Make up sex

Tonight is Day 7 of new drugs (Avanza for those other crazies out there).
Felix said to me tonight, unprompted and from complete left field “Gee, those new tablets are working.”
Since the meltdown on Monday night (and thank you to one and all for your words of support and encouragement) life has incrementally got better.
Chef and I have overcome the domestic disharmony – hence the above title.
I am, in my head, starting to feel better.
*****
I absolutely detest all the animals in my house. Except the fish.
It actually takes physical restraint on my part to not kick the cat or the dogs. Purely because of their existence.
It’s like I can only have enough love for the people in my world. The animals can all go and get fucked.
Seriously, my hatred for them all even surprises me.
*****
I almost ate an entire packet of SAOs in one sitting. On a couple of different occasions in the last few days. With lashings of butter and thick vegemite.
But MAN the indigestion afterwards.
*****
I haven’t been able to commit to a TV series (like Lost, Desperate Housewives, Heroes etc.) for years now. Seriously.
I’m mildly addicted to reruns of Everyone Loves Raymond and Sex and the City. I went through a Will and Grace phase but seriously, whatshername the redhead, irritates the crap out of me.
I am very very cranky that Cycle 8 of America’s Next Top Model is occuring and it’s not being shown in Australia.
*****
Further to the growing animal intolerance is the exacerbation of all my hayfever allergies that I never ever had until I was pregnant with Felix. I am now so seriously allergic to our cat I can almost not be in the same room as her.

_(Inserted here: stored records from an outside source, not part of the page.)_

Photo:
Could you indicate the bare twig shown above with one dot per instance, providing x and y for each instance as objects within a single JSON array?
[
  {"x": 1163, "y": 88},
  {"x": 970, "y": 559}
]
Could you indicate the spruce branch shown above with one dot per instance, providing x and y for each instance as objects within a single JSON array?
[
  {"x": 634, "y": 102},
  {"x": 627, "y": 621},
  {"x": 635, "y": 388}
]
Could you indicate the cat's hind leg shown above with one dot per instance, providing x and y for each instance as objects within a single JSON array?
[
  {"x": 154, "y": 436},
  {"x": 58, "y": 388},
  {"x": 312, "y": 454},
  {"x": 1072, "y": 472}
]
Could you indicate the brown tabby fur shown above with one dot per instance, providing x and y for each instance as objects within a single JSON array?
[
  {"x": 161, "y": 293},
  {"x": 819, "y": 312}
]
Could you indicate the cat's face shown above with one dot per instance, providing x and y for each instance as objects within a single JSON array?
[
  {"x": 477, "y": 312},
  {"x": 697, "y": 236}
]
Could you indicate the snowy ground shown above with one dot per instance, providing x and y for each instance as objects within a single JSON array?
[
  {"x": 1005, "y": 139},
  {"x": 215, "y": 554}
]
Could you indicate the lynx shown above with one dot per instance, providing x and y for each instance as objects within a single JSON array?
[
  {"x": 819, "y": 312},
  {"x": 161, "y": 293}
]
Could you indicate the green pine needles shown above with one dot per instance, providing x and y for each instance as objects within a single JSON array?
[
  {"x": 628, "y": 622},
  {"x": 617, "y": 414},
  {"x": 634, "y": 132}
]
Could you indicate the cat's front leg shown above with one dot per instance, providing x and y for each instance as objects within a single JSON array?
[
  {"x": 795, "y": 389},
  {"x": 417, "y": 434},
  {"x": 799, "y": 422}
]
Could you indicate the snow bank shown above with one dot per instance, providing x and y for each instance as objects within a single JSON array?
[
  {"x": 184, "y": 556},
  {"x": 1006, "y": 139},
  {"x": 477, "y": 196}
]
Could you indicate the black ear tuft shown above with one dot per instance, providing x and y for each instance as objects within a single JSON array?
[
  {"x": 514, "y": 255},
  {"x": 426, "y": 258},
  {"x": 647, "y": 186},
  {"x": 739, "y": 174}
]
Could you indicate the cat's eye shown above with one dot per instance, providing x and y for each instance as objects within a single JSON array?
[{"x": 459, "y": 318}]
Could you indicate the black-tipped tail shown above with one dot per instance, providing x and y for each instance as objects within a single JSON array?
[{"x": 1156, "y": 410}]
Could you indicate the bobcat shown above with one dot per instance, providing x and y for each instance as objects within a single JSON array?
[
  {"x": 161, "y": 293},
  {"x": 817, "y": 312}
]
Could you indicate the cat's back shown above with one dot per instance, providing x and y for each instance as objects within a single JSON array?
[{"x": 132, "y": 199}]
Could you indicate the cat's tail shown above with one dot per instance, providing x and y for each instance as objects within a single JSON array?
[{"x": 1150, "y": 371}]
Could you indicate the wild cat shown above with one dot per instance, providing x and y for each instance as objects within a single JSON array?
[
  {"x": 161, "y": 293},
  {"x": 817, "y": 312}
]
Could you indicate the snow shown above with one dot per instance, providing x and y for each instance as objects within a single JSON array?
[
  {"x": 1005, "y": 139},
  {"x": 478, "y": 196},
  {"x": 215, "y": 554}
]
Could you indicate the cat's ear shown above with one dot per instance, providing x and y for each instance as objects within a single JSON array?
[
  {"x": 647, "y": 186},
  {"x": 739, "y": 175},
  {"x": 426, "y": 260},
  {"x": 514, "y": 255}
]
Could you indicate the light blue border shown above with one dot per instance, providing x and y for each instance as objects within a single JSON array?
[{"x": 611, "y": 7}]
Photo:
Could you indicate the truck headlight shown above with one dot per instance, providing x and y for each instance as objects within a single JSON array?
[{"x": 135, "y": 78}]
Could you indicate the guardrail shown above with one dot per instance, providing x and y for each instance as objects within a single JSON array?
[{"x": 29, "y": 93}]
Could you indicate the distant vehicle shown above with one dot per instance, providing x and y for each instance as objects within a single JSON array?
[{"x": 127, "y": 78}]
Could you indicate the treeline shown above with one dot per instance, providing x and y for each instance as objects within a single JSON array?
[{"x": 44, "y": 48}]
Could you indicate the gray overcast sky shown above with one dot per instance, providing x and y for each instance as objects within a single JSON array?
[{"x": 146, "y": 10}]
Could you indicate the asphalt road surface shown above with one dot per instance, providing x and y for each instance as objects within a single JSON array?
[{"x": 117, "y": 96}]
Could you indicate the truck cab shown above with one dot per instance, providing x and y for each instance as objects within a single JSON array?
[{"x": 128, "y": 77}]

This is quite an issue considering she likes sleeping on our bed.
*****
I am so physically uncomfortable it is really, well, uncomfortable. Seriously, I feel like I did in my final week of pregnancy with Jasper – and I technically have 6.5 weeks to go.
I’m large, my tummy is as tight as a drum, my back is killing me and I just can’t – e.v.e.r – get comfortable.
If I do get to term, I’m pegging this one at being at least 4.5kgs (about 9pd9ounces). Jasper and Felix were both 4.3kg (9pd 8) so you know… although, the meds might have an impact on birthweight. I am staying well away from any website talking about the impact of anti-depressants on unborn babies – a rare move on my part but one I have just decided upon.